The Shanghai government said 47 others received hospital treatment, including 13 who were seriously injured, after the chaos about a half an hour before midnight. Seven of the injured people had left hospitals by yesterday afternoon.
The Shanghai government information office said one Taiwanese was among the dead, and two Taiwanese and one Malaysian were among the injured.
The three Taiwanese work for the same accounting firm and were visiting China, Taiwan’s Straits Exchange Foundation said.
One sustained minor injuries, while the other was still hospitalized for further observation, foundation spokesperson Maa Shaw-chang (馬紹章) said.
The foundation contacted China’s Association for Relations Across the Taiwan Straits and the Shanghai City Government’s Taiwan Affairs Office yesterday morning when it learned of the incident, Maa said.
Taiwan hopes the Shanghai government will look into the situation and offer aid as soon as possible if it receives any more reports of Taiwanese being injured, Maa said.
The deaths and injuries occurred at Chen Yi Square in Shanghai’s popular riverfront Bund area, an avenue lined with art deco buildings from the 1920s and 1930s when the city was home to international banks and trading houses. The area is often jammed with people during major events.
At one of the hospitals where the injured were being treated, police brought out photos of unidentified dead victims, causing dozens of waiting relatives to crowd around. Not everyone could see, and young women who looked at the photos broke into tears when they recognized someone.
A saleswoman in her 20s who declined to give her name said she had been celebrating with three friends.
“I heard people screaming, someone fell, people shouted: ‘Don’t rush,”’ she said. “There were so many people and I couldn’t stand properly.”

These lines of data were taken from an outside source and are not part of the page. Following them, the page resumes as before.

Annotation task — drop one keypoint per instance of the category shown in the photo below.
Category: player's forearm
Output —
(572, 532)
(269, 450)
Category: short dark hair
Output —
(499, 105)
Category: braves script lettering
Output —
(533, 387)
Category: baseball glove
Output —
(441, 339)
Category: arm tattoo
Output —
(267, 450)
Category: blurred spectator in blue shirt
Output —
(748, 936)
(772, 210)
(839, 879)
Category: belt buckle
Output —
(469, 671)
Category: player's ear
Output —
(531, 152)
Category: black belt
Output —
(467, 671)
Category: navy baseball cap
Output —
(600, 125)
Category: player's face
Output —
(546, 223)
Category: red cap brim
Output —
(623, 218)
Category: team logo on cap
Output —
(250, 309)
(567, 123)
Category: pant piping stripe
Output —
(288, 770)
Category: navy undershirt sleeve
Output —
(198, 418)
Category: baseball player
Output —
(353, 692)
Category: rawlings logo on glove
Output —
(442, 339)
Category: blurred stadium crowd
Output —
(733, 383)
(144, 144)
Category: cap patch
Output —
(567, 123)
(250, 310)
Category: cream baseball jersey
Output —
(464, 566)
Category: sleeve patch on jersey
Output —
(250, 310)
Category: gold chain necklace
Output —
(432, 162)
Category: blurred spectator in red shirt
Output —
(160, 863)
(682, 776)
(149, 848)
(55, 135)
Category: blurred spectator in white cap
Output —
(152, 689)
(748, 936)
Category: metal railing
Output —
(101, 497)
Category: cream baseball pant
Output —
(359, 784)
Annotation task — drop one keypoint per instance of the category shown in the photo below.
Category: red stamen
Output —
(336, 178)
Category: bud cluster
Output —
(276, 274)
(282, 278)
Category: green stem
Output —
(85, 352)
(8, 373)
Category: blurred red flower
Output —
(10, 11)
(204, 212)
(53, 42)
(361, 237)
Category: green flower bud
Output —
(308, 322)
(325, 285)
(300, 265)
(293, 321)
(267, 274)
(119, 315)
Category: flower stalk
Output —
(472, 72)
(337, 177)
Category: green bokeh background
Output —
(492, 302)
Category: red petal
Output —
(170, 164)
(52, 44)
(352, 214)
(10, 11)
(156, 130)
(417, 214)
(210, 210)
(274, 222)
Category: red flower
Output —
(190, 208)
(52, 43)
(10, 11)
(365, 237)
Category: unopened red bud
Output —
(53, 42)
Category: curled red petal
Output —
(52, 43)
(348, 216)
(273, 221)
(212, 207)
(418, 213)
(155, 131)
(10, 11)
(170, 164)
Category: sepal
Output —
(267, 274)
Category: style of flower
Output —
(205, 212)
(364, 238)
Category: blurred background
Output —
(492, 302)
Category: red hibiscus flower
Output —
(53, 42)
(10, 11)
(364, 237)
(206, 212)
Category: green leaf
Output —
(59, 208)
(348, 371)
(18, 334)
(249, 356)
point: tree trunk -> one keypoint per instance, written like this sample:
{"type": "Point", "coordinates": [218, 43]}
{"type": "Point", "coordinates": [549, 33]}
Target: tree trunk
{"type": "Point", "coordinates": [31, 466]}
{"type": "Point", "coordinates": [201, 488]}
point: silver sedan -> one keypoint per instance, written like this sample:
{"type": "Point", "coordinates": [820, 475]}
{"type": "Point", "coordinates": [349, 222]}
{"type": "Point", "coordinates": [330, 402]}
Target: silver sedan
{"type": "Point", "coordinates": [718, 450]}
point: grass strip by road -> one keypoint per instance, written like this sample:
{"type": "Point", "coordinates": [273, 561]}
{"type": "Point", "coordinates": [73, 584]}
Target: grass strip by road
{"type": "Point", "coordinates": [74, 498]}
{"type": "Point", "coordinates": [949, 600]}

Xinhua news agency quoted a woman with the surname Yin who was caught with her 12-year-old son in the middle of crowds of people pushing to go up and down steps leading from the square.
“Then people started to fall down, row by row,” Yin said.
Shanghai No. 1 People’s Hospital vice president Xia Shujie told reporters that some of the victims had suffocated.
Relatives desperately seeking information earlier tried to push past hospital guards, who used a bench to hold them back. Police later allowed family members into the hospital.
CCTV America, the US version of state broadcaster China Central Television, posted a video of Shanghai streets after the stampede showing piles of discarded shoes amid the debris.
Yesterday morning, dozens of police officers were in the area and tourists continued to wander by the square, a small patch of grass dominated by a statue of Chen Yi, the city’s first communist mayor.
Steps lead down from the square to a road across from several buildings.
“We were down the stairs and wanted to move up and those who were upstairs wanted to move down, so we were pushed down by the people coming from upstairs,” an injured man told Shanghai TV.
“All those trying to move up fell down on the stairs,” the man said.
Xinhua quoted witness Wu Tao as saying some people had scrambled for coupons that looked like dollar bills bearing the name of a bar that were being thrown out of a third-floor window. It said the cause of the stampede was still under investigation.